Press Room: Tax Release

June 01, 2010

Estate Planners Alert: Proposed Legislative Limitations on GRATs

While pending legislation may soon eliminate short-term GRATs, there are a number of other estate planning tools that can be even more effective at shifting future appreciation.

Why All is Not Lost

To aid family wealth transfer, many estate planners use a very simple, but effective, planning tool called the Grantor Retained Annuity Trust, or GRAT.  A GRAT allows a taxpayer to place a highly appreciating asset in a trust and receive back a fixed rate of return in the form of an annuity payment over a number of years. Structured correctly, the present value of the stream of annuity payments equals the value of the asset placed in the GRAT. If the asset’s rate of appreciation exceeds the grantor’s required rate of return, then any excess appreciation shifts to the remainder beneficiaries, typically children. This is known as a “zeroed-out GRAT.”

With the zeroed-out function, there should be no gift tax exposure to the grantor. A GRAT, however, does have some limitations. If the grantor dies during the GRAT period, the value of the annuity payments is included in the grantor’s estate. Also, a grantor cannot use a GRAT to shift wealth to his/her grandchildren or later generations. Lastly, a GRAT’s effectiveness can be limited by the volatility of the asset’s value.

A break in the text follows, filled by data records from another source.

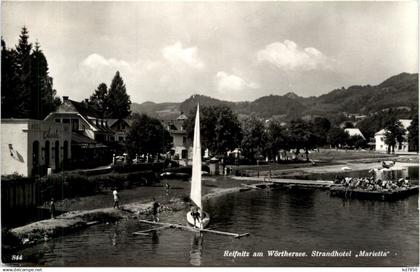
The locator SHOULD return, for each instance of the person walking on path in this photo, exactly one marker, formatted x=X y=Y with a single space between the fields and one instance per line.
x=167 y=188
x=52 y=208
x=156 y=206
x=116 y=198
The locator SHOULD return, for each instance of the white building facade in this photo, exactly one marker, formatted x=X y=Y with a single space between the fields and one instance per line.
x=399 y=147
x=30 y=147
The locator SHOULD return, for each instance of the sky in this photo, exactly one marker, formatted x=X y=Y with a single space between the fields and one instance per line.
x=237 y=51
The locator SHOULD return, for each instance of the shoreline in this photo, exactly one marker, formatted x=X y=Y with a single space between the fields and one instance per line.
x=80 y=217
x=68 y=222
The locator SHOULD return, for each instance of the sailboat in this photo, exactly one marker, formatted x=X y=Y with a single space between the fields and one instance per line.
x=195 y=194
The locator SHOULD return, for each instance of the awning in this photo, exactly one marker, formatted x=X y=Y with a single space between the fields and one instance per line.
x=77 y=138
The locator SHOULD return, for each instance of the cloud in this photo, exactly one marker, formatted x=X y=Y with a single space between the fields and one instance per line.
x=229 y=82
x=175 y=54
x=288 y=56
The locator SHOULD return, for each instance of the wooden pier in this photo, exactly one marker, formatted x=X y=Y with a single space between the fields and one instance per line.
x=188 y=228
x=341 y=191
x=265 y=182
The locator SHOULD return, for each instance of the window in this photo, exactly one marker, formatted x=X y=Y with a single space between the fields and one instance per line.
x=75 y=124
x=184 y=154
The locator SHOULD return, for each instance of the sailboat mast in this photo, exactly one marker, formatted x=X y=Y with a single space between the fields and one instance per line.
x=196 y=167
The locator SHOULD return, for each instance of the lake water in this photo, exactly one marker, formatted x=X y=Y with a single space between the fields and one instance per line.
x=298 y=220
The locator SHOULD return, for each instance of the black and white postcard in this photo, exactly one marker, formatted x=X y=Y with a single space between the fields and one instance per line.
x=209 y=134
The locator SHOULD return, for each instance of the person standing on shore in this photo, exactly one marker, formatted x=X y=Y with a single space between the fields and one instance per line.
x=52 y=208
x=116 y=198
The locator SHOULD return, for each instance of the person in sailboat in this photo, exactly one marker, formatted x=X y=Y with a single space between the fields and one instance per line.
x=156 y=206
x=195 y=214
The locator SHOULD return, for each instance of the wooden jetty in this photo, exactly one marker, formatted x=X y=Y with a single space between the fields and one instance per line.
x=182 y=227
x=279 y=182
x=341 y=191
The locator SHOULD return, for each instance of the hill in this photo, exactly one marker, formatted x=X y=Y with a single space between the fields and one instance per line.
x=399 y=91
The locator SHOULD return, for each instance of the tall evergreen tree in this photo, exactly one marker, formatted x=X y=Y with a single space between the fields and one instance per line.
x=23 y=58
x=42 y=92
x=99 y=99
x=12 y=101
x=413 y=134
x=118 y=101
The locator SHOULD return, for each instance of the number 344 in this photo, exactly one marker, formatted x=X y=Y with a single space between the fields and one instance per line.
x=17 y=257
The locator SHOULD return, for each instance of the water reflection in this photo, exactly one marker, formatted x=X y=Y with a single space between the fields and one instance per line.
x=196 y=249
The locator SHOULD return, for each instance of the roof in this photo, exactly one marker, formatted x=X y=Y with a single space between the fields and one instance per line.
x=81 y=139
x=405 y=122
x=111 y=122
x=182 y=117
x=354 y=132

To mitigate these limitations, estate planners often structure GRATs for a two year term. The two year period lessens the risk that the grantor will die during the GRAT term. Also, by using a two year term, a grantor can continuously “roll over” the annuity payment he/she receives into a new GRAT. Utilizing the roll over technique helps to “smooth out” the short term volatility of an asset. As long as the asset appreciated over the long term in excess of the required rate of return, the grantor would shift additional wealth to the next generation without triggering gift tax.

Earlier this year, the House of Representatives passed a bill that would substantially limit the benefits of GRATs. The bill would eliminate the ability to “zero-out” a GRAT and increase the GRAT term to a minimum of 10 years. As a result, grantors would have a taxable gift upon formation. The 10 year minimum term would increase estate tax exposure as well as inhibit the grantor from smoothing out the short term volatility of the asset.

While the proposed GRAT legislation would limit the effectiveness of GRATs from an estate planning perspective, the reality is that other planning techniques are available that accomplish many of the same goals as GRATs - shifting future appreciation. In addition, many of these techniques accomplish what a GRAT cannot, such as shifting wealth to grandchildren or other future descendants.

In light of the potential legislation becoming law, if you have been considering a GRAT, now is the time to take action before the estate planning benefits are severely curtailed. Keep in mind that a GRAT is not the perfect or only planning technique and a number of estate planning options are available to you to accomplish your objectives.